I quickly exit and pass Ang in the hall.
You are just gonna let her paint in there by herself?
[I scoff] She’ll be fine.
Quickly, and confidently yet still not underestimating the power of a 4 year old to find “another way” I grab my possibles, jaunt back upstairs, and down the hall with a saunter, THAT was fast.
As I turn the corner into her room, Ang right behind, I begin with
How we doin…
Abby, turns with a look and a desperately teary eye that says
“I-know-I’m-in-trouble-for-this-but
maybe-he-will-think-it’s-funny-but-I-know
I-better-say-something-because-this-just-isn’t-right
and-can-you-please-just-get-this-off”
sticks out her tongue and it is completely white.
Immediately the outright bawling started.
I don’t wanna go to the mergencyyyyyyyyy!!!
DOH!
The one thing I didn’t think of in my litany of rules. I suppose I could have also reminded her not to say…run with the bulls in Pamplona or ever exit a moving vehicle but gahhh.
Then the fun starts, Ang quickly grabs her and does the right thing rinsing her mouth out with toothpaste and a toothbrush while I am reading the fine print on the back of the paint bucket.
SEEK MEDICAL ATTENTION IMMEDIATELY!
Then the real parent grabs the phone and dials poison control while I stomp around being angry with myself for not thinking to explicitly list “don’t eat the paint” in my Rules List and wondering aloud “Why did you do that? That is POISON!”
There I go, setting off that bomb. Somebody take me out of the room. Is there another word that has more gut-wrenching impact on a 4 year old who has learned not to even approach the underside of a kitchen sink and recoils physically at the very sight of [insert nasty cleanser name here].
Now she starts to cry, uncontrollably so, then sticking her tongue out and looking at it in the mirror with morbid fascination, then more crying.

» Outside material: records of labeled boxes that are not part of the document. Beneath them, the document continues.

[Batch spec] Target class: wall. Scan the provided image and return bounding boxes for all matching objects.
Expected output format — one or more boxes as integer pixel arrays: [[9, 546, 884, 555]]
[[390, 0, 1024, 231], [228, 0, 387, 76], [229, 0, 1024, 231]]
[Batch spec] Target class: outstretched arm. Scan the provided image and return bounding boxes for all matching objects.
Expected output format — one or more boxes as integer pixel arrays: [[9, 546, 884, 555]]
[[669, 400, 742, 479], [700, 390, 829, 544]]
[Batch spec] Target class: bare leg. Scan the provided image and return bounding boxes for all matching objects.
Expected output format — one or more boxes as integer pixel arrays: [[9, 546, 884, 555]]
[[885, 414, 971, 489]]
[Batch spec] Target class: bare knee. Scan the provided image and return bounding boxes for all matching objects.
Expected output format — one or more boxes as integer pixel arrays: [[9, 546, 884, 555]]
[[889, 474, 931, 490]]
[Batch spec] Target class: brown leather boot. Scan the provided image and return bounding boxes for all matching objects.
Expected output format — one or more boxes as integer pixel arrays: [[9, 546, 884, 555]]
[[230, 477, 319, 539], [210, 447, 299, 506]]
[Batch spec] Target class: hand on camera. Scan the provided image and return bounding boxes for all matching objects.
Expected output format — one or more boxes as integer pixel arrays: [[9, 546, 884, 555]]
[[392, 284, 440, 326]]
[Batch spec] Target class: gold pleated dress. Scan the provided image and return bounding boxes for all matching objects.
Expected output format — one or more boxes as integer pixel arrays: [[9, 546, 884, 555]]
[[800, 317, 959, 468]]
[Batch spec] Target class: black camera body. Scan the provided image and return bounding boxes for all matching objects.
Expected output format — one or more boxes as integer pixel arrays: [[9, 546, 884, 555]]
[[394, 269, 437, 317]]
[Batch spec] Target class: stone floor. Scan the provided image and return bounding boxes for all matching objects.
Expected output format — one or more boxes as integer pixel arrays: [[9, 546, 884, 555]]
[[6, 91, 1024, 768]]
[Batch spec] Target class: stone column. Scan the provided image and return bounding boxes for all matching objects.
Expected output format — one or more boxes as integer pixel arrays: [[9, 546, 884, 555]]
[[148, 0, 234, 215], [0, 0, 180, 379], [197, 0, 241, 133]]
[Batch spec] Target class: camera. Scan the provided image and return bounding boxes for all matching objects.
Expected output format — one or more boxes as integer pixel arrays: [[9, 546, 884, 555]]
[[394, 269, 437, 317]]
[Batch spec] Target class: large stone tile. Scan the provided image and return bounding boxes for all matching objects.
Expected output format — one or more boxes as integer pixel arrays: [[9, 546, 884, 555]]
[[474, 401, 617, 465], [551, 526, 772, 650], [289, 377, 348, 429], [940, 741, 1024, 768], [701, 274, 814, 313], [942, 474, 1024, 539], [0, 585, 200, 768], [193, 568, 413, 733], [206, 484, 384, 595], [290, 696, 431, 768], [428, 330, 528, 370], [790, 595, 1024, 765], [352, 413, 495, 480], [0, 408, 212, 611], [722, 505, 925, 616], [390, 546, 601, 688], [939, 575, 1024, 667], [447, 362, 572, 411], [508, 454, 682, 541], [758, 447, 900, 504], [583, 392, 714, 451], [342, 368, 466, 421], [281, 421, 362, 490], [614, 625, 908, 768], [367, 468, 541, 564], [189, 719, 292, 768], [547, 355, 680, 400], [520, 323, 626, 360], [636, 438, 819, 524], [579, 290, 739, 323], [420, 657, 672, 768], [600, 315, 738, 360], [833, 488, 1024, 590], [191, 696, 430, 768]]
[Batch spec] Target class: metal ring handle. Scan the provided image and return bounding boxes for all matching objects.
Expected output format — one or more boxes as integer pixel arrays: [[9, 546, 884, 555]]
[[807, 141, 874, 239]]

Poison control, in their very calm and reassuring “we’ve seen worse” way told us that she would be fine, just drink some milk, she didn’t ingest nearly enough to cause at worst a mild tummy ache. They maintain an enviable database of information whilst performing a MOST un-enviable service. They called back two hours later to check on us.
Oh yeah, and after I smartly removed myself to the paint room, I noticed little white tongue marks on the drop-cloth where she was trying to wipe that nasty substance off. By now, they were “cute little tongue marks”.
Later she said
Daddy, I am just a little girl and you and Mommy know better.
Besides, I didn’t know what it tasted like.
I think we should tell Bella.
Thanks Ang, for doing the right thing with control and restraint.
You are a good Mommy and you know better.